Go Compare

I don’t watch a great deal of TV, but I’m fairly sure that this is the country’s most hated ad campaign:

(That’s actually my favourite execution because it has subtitles. What the fuck for? And if you look on the YouTube page, the fat cunt singer actually has a name: Gio Compario. What a cunt. By the way, the giant fat cunt also has a blog, along with his own website. Cunt.)


I think it’s probably also the country’s most famous ad campaign. Here’s a little bit of evidence:

some other company's 6-sheet, Camden, 3-10-10

Like Esure, it really has entered the national psyche, and alas, alas, a-fucking-las, I’m sure the people responsible are just stoked to the hilt.But then the real problem is that it’s just one more irritating sore of a campaign that is also very successful. That means that more of these kinds of campaign will be made and we’ll all have to suffer just a but more.

And that throws up two unanswerable questions:

Why does this kind of shit ‘work’? (There are plenty of other campaigns, good and shit, high and low media frequency, that fall flat on their faces and certainly don’t have people graffiti-ing other people’s advertising. Why is this one – and Esure – so famous?)
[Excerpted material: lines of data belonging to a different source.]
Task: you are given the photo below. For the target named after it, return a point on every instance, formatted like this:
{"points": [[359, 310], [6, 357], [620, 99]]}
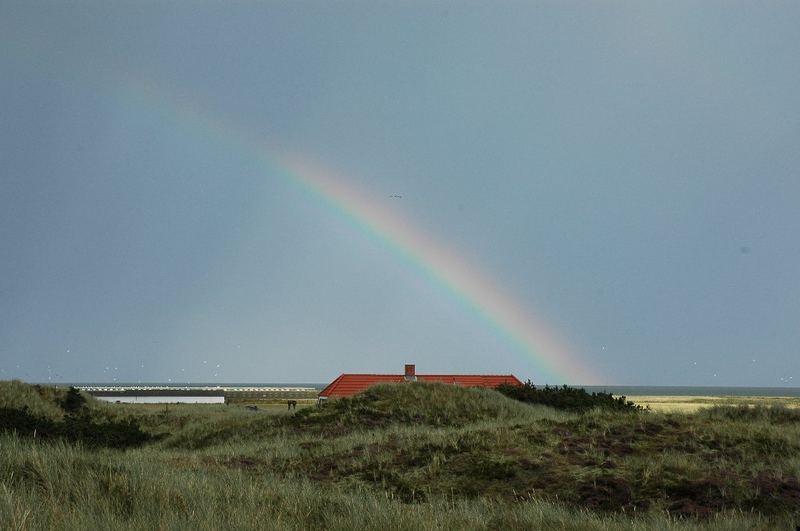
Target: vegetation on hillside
{"points": [[411, 456], [567, 398], [75, 422]]}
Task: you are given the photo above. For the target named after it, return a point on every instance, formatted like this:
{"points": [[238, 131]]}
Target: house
{"points": [[350, 384]]}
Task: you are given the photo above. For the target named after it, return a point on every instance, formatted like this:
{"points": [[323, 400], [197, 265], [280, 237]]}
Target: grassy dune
{"points": [[414, 456], [691, 404]]}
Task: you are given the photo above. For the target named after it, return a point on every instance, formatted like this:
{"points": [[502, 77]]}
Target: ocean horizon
{"points": [[618, 390]]}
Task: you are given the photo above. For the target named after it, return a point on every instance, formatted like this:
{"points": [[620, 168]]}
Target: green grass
{"points": [[412, 456]]}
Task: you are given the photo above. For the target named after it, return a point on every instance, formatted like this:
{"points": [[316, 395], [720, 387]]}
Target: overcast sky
{"points": [[628, 171]]}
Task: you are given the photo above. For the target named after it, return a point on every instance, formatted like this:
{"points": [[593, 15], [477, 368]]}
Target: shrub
{"points": [[567, 398]]}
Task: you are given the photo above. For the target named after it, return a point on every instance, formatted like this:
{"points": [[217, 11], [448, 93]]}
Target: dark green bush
{"points": [[567, 398], [75, 427]]}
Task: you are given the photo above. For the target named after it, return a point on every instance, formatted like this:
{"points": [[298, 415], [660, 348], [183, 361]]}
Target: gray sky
{"points": [[627, 171]]}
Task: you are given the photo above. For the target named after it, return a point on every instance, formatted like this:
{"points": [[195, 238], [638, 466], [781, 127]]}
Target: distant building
{"points": [[351, 384]]}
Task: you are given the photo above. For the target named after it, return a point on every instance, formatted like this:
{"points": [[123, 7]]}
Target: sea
{"points": [[617, 390]]}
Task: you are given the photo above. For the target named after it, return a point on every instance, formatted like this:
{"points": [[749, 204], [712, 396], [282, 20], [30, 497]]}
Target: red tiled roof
{"points": [[351, 384]]}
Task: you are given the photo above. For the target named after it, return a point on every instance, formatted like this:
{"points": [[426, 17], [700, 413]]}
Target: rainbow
{"points": [[443, 267]]}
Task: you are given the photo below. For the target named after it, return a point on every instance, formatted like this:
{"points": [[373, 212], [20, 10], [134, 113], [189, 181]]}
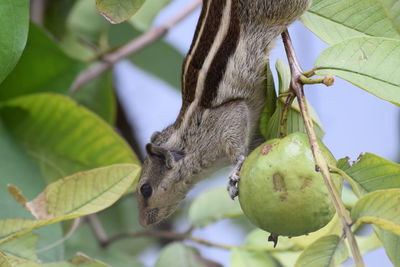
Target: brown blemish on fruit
{"points": [[280, 185], [266, 149], [306, 183]]}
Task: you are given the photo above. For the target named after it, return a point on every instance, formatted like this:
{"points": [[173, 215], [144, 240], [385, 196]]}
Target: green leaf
{"points": [[78, 260], [56, 15], [381, 208], [63, 137], [179, 255], [334, 227], [168, 69], [391, 243], [14, 21], [55, 72], [270, 104], [12, 261], [286, 258], [369, 63], [4, 261], [326, 251], [294, 120], [368, 243], [98, 96], [337, 20], [213, 205], [22, 247], [244, 258], [81, 194], [343, 163], [372, 173], [144, 18], [117, 11], [86, 32]]}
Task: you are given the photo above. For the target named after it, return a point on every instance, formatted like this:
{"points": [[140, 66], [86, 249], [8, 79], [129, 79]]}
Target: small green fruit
{"points": [[281, 192]]}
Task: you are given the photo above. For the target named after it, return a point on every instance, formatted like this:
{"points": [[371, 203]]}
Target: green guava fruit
{"points": [[281, 192]]}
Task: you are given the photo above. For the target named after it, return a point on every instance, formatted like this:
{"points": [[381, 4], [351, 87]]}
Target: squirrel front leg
{"points": [[235, 138]]}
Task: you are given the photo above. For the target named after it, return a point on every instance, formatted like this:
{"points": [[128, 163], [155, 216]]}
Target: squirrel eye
{"points": [[146, 190]]}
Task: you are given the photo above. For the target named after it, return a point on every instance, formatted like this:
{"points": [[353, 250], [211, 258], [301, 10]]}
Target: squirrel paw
{"points": [[233, 186], [234, 178]]}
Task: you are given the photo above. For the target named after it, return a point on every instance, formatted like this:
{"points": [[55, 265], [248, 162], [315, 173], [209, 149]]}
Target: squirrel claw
{"points": [[234, 178], [232, 189]]}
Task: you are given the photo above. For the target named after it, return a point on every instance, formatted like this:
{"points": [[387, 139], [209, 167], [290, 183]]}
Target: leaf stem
{"points": [[284, 117], [342, 173], [130, 48], [321, 165]]}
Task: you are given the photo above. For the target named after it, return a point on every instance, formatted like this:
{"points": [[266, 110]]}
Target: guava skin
{"points": [[280, 190]]}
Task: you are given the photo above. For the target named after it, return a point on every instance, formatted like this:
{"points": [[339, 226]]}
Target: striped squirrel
{"points": [[222, 99]]}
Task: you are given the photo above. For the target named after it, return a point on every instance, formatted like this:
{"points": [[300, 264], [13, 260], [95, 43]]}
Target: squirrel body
{"points": [[223, 79]]}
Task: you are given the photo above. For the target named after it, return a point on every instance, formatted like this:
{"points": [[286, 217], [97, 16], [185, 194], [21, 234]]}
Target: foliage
{"points": [[62, 158]]}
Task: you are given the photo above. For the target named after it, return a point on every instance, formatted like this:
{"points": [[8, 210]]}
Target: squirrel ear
{"points": [[149, 149], [177, 155], [170, 156], [154, 136]]}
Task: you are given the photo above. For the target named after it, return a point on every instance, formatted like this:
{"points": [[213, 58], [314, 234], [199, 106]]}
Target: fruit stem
{"points": [[297, 87], [351, 182], [283, 121]]}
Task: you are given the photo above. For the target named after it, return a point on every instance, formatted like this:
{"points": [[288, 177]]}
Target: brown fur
{"points": [[220, 114]]}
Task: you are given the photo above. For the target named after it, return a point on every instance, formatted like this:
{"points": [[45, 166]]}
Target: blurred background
{"points": [[354, 121]]}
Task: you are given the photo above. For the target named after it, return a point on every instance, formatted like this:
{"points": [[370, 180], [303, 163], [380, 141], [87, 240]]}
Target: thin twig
{"points": [[285, 113], [98, 229], [321, 164], [130, 48], [351, 182], [171, 235]]}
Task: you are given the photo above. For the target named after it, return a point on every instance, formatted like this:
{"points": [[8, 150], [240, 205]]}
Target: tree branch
{"points": [[130, 48], [321, 165]]}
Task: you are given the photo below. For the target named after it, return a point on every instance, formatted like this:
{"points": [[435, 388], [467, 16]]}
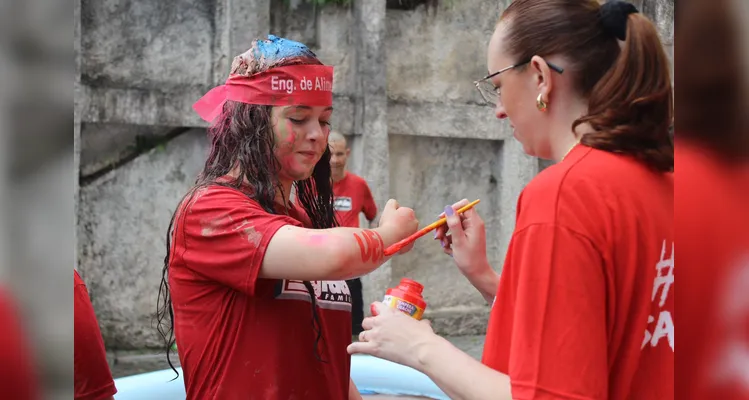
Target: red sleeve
{"points": [[93, 379], [370, 208], [558, 345], [226, 235], [17, 377]]}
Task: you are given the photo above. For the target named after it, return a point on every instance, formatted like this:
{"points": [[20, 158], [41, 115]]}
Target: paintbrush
{"points": [[396, 247]]}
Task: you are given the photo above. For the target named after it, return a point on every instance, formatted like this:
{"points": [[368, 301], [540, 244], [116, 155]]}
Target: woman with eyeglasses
{"points": [[584, 307]]}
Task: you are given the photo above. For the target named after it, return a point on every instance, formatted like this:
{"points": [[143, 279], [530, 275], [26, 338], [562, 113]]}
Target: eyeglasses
{"points": [[490, 93]]}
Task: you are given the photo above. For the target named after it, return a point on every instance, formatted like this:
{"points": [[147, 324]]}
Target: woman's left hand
{"points": [[393, 335]]}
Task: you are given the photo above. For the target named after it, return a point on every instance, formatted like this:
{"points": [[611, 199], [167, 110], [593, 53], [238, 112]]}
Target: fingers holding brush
{"points": [[441, 231]]}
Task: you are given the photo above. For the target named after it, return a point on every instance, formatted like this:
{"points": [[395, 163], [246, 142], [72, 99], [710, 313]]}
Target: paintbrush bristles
{"points": [[396, 247]]}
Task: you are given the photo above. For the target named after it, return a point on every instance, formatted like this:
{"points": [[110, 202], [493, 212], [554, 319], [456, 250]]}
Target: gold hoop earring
{"points": [[540, 104]]}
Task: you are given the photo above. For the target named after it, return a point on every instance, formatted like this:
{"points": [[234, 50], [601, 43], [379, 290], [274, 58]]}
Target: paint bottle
{"points": [[406, 297]]}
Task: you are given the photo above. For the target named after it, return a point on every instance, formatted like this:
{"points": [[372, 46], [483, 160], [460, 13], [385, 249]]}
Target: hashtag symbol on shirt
{"points": [[665, 277]]}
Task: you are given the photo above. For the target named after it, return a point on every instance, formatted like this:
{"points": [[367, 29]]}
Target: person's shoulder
{"points": [[591, 180], [217, 197]]}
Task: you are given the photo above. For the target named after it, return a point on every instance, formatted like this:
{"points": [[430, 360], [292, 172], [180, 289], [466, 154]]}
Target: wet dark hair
{"points": [[628, 88], [243, 137]]}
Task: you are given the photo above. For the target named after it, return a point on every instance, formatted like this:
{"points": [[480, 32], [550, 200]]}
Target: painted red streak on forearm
{"points": [[370, 245]]}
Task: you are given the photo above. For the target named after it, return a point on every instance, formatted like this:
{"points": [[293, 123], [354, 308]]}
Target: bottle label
{"points": [[403, 306]]}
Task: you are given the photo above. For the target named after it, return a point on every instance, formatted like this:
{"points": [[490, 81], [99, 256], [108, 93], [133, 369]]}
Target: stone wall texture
{"points": [[403, 94]]}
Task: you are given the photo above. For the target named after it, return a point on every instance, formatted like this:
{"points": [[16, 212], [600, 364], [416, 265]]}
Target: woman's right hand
{"points": [[464, 238], [400, 222]]}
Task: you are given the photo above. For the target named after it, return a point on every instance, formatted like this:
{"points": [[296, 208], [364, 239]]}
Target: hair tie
{"points": [[614, 14]]}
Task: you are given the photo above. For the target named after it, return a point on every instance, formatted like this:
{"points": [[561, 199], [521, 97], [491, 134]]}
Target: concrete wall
{"points": [[403, 92]]}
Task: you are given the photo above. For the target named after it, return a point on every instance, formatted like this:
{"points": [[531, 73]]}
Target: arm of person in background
{"points": [[230, 239], [369, 207], [18, 379], [468, 235], [93, 379]]}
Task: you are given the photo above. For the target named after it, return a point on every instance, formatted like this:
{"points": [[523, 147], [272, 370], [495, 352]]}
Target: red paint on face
{"points": [[301, 139]]}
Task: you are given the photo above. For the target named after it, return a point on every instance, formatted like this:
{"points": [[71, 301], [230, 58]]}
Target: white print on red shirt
{"points": [[331, 295], [341, 203], [664, 280], [732, 364]]}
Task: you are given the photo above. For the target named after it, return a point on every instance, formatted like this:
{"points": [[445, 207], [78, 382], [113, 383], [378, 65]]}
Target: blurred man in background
{"points": [[93, 379], [352, 197]]}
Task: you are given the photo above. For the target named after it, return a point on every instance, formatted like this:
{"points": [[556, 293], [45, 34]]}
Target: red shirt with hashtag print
{"points": [[585, 305]]}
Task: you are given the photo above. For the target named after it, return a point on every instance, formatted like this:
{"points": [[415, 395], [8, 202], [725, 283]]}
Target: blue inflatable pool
{"points": [[371, 375]]}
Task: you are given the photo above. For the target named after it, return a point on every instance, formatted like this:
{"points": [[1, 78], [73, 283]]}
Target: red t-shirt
{"points": [[93, 379], [585, 303], [712, 216], [18, 380], [352, 196], [239, 336]]}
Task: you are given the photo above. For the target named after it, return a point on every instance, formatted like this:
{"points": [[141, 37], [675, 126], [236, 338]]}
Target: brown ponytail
{"points": [[631, 107], [628, 88]]}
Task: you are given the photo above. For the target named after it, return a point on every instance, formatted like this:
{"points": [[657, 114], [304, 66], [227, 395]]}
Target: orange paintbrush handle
{"points": [[396, 247]]}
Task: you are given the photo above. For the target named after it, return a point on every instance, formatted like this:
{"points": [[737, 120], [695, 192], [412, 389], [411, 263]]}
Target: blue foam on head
{"points": [[276, 48]]}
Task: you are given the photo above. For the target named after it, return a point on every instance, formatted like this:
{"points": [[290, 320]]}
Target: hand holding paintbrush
{"points": [[396, 247]]}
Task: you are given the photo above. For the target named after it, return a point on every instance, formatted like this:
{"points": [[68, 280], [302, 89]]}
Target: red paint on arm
{"points": [[370, 245]]}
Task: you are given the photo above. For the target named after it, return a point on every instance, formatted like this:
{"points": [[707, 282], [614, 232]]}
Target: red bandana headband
{"points": [[308, 85]]}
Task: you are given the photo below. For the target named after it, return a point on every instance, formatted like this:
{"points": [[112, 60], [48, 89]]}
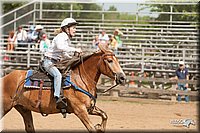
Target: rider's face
{"points": [[72, 30]]}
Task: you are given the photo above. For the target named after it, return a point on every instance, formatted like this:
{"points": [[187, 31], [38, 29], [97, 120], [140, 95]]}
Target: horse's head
{"points": [[109, 65]]}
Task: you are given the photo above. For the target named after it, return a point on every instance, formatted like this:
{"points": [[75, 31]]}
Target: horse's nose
{"points": [[121, 78]]}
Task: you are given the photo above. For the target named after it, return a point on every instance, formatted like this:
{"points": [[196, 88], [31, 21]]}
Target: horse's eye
{"points": [[110, 61]]}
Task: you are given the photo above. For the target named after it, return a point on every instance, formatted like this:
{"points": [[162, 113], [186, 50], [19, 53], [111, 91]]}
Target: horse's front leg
{"points": [[97, 111], [27, 116]]}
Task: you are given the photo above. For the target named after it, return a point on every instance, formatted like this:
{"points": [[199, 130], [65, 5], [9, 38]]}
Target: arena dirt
{"points": [[125, 114]]}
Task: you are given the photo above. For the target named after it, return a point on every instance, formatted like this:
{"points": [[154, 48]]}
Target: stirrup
{"points": [[61, 104]]}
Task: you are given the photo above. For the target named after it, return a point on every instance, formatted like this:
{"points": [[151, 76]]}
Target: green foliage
{"points": [[7, 7]]}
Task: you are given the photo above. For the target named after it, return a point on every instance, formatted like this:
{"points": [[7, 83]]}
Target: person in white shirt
{"points": [[44, 43], [103, 37], [21, 36], [60, 49]]}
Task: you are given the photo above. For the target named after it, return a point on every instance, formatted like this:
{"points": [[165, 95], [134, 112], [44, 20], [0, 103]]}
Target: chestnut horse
{"points": [[85, 75]]}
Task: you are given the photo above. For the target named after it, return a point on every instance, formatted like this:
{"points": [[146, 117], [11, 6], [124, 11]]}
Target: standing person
{"points": [[182, 73], [95, 42], [117, 35], [39, 30], [60, 49], [113, 43], [21, 36], [12, 41], [44, 43], [103, 37]]}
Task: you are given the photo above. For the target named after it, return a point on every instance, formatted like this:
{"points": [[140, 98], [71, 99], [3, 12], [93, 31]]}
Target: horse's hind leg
{"points": [[27, 116], [99, 112]]}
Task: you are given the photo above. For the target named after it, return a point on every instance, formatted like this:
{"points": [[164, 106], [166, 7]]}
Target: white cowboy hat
{"points": [[181, 63], [68, 22], [38, 27]]}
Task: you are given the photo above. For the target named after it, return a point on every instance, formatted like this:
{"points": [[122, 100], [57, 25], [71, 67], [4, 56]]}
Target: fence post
{"points": [[142, 70], [41, 9], [102, 16], [171, 11], [137, 13], [34, 14], [71, 9], [15, 25], [184, 55], [28, 56]]}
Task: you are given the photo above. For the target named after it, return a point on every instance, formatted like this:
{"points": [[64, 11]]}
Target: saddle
{"points": [[34, 77]]}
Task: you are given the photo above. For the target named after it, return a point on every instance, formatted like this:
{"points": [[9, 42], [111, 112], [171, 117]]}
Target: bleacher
{"points": [[148, 46]]}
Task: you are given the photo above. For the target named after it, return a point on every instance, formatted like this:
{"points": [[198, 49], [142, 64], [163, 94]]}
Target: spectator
{"points": [[103, 37], [57, 31], [113, 43], [182, 73], [32, 34], [117, 35], [95, 42], [39, 30], [12, 41], [21, 36], [44, 43]]}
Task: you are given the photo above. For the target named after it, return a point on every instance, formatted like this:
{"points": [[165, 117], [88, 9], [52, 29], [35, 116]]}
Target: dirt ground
{"points": [[124, 114]]}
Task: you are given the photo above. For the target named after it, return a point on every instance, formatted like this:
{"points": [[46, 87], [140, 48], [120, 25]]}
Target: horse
{"points": [[85, 75]]}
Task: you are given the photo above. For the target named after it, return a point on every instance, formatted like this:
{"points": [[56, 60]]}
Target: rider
{"points": [[60, 49]]}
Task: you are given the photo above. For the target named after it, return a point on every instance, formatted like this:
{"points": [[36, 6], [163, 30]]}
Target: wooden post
{"points": [[173, 97]]}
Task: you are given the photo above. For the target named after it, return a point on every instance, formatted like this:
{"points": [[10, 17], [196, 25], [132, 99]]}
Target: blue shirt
{"points": [[181, 74]]}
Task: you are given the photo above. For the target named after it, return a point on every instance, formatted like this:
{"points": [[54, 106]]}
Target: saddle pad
{"points": [[34, 83]]}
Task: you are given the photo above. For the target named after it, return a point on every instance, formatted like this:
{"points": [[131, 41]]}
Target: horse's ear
{"points": [[103, 47]]}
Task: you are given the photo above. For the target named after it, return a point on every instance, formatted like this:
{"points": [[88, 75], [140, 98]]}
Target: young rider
{"points": [[60, 49]]}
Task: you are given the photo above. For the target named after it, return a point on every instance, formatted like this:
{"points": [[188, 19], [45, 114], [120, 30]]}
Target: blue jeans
{"points": [[181, 86], [55, 73]]}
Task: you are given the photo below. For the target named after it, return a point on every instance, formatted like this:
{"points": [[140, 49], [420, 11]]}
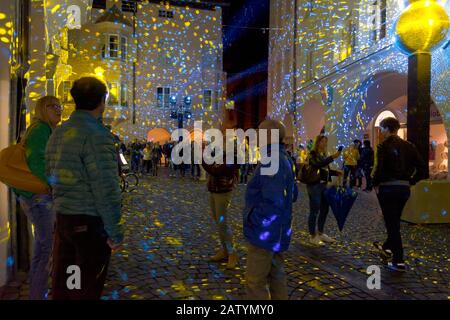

Why, if you had even the dimmest 0.000000000000000000000000000000000176 watt light shining from the depths of your soul, would you ever want to besmirch the collective cultural landscape like this? It’s literally like taking big buckets of shit and smearing them over all the walls of the UK until we submit and say, ‘Yes, we remember that you are the people who smear shit all over the place and do something else that we don’t really care about’.

Could everyone involved please Go Compare their genitalia to a circular saw, really, really closely, in the dark, while paralytically drunk.

PS: and it’s ‘thank your LUCKY stars’, you twats.